Irene Amodei, Sarah Webborn, Spanish translation Tahona
12 novembre 2006

"La langue est le medium qui permet tous les échanges suscités par la société de l'information. La langue est un medium fondamental de toute communication, le fondement grâce auquel les individus et les collectivités s'expriment que ce soit sous la forme d'une tradition orale ou d'un texte écrit."
Mesurer la Diversité Linguistique sur Internet,  Institut des Statistiques de l'UNESCO

Si nous admettons la position de l'UNESCO que "l'éducation numérique est un component essentiel de la transition à une Société de l'information inclusive", il devient évident qu'une telle éducation devrait remplir le critère éthique fondamental du respect pour la diversité culturelle et linguistique, et ainsi éviter l'ethnocentrisme et le colonialisme implicite des technologies.

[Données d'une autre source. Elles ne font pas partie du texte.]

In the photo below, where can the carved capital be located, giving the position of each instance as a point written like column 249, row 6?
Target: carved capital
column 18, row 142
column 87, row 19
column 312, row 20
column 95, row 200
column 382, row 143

Le monde numérique devrait-il fournir un environnement favorable pour le plus grand nombre de langues? Devrait-il assurer une vraie inclusion digitale de toutes les langues? Certains vont plus loin et prétendent même que le choix de communiquer dans sa langue maternelle pourrait aussi être considéré comme un droit fondamental. L'anglais est la lingua franca mondiale et représente 72% des pages web, surtout à cause de l'orientation politique et commerciale des télécommunications et des fabricants d'ordinateurs et des autorités qui régissent l'Internet. Est-ce que le fait que l'anglais soit dominant sur le web signifie que l'uniformité gagne sur la diversité?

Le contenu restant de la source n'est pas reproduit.